Day 7 Ride from Lochsa Lodge, ID to Pierce, ID

Right from Lochsa Lodge we got on the Lolo Motorway. The intention was to ride as far as we could this day. The ride was fun. Challenging. A lot of rock gardens and babyheads on the climb and descent. Some of the climbs seemed to go on forever. It was certainly a workout. 

About halfway through we started seeing some traffic. Quads, UTVs, other adventure riders. We ran into a crew of older guys that do these types of rides every year. They were from Texas. They rent a 15 pack van and trailer and haul their bikes wherever they can to ride. We also saw a lady on a bike by herself. First woman we saw out here.

We hit the Indian Post Office, which is really a few piles of rocks where Indians left messages, meditated, and saw the medicine man. I forget to mention, this section, and a lot of our trip is on the Lewis and Clark trail.
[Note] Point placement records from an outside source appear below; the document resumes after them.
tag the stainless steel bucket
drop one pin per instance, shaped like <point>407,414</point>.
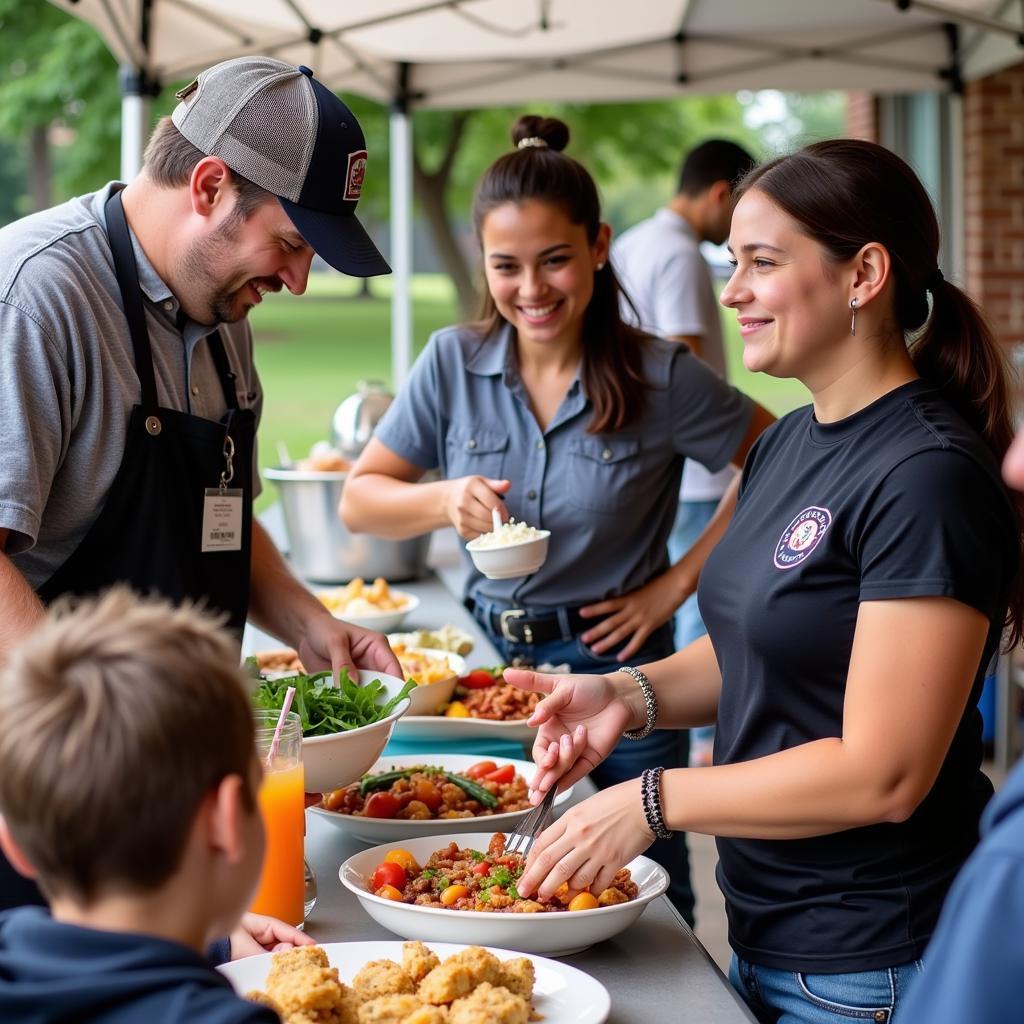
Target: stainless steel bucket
<point>323,549</point>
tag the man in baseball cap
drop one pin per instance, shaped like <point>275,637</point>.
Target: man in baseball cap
<point>280,128</point>
<point>127,380</point>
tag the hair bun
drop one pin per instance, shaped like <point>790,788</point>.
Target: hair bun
<point>553,131</point>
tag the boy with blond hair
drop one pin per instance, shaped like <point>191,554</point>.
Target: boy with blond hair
<point>128,781</point>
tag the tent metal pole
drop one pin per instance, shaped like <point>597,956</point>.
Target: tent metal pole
<point>134,121</point>
<point>400,133</point>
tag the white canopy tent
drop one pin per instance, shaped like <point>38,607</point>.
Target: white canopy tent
<point>470,53</point>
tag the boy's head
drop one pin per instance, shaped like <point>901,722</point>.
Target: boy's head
<point>127,751</point>
<point>709,173</point>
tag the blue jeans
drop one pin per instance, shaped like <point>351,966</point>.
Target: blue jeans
<point>669,748</point>
<point>794,997</point>
<point>691,517</point>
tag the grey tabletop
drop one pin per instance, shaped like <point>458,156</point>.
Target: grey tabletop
<point>655,971</point>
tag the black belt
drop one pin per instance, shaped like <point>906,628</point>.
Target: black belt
<point>518,626</point>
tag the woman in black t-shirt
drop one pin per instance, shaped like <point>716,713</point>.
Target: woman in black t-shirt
<point>853,607</point>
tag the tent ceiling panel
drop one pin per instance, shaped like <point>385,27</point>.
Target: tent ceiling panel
<point>484,52</point>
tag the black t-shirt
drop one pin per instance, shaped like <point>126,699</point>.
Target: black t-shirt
<point>900,500</point>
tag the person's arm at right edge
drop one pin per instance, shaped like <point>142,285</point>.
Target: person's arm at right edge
<point>20,609</point>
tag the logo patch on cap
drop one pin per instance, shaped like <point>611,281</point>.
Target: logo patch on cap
<point>354,174</point>
<point>802,537</point>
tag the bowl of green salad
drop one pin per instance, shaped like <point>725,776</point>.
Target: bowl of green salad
<point>346,722</point>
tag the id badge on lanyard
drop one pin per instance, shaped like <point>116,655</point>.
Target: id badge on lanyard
<point>222,509</point>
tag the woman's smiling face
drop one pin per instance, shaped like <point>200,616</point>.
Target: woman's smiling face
<point>791,311</point>
<point>540,269</point>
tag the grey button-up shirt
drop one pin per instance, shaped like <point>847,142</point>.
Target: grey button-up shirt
<point>68,376</point>
<point>609,500</point>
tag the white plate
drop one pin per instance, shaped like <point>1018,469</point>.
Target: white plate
<point>562,994</point>
<point>441,728</point>
<point>392,829</point>
<point>554,934</point>
<point>383,622</point>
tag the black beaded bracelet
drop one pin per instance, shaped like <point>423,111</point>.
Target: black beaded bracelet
<point>650,792</point>
<point>649,701</point>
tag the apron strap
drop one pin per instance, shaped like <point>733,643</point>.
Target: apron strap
<point>223,368</point>
<point>131,295</point>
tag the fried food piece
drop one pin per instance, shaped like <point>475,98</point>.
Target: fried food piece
<point>518,977</point>
<point>314,995</point>
<point>446,982</point>
<point>297,958</point>
<point>427,1015</point>
<point>611,896</point>
<point>382,978</point>
<point>418,961</point>
<point>482,965</point>
<point>489,1005</point>
<point>388,1009</point>
<point>264,1000</point>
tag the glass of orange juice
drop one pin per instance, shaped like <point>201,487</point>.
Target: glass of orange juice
<point>281,891</point>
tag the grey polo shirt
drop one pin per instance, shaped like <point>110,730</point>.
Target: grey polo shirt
<point>608,500</point>
<point>68,376</point>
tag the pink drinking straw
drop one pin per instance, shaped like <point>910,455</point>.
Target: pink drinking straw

After this section things went south as you read from Marks post. The roads are narrow, rocky, sandy, with many blind corners. As we were coming down we hit a blind corner and Mark (in the lead), was running straight into a couple riding 2 up on a bike. First 2 up we’ve seen. Mark hit his rear brake and bring in deep loose rock, he slid sideways. On a steep, that’s just not good. Mark fought well, but ultimately the bike toppled on him, 500+ lbs. You can read his post about it. He ride on 3 more hours after the crash to get yo Pierce by the way. No medical services there.

This obviously cut our trip short for the day  and we stopped in Pierce, ID, our planned gas stop. 


We stopped at the Timber Inn for dinner and ended up getting a hostel style room there. We hung at the bar until close meeting Brandi the bartender from CA, Robby the owner also from CA, the town drunkard (self admitted) that was just flat out confusing, but invited us to camp on his front lawn so long as we didn’t touch his 17 year old niece, Steve ( who was working on getting drunk), and John the town manager. They were all mesmerized by us ‘east coasters’.  A few beers, a few shots, country on the juke box, and Mark was still in pain. Hell, it was a country song.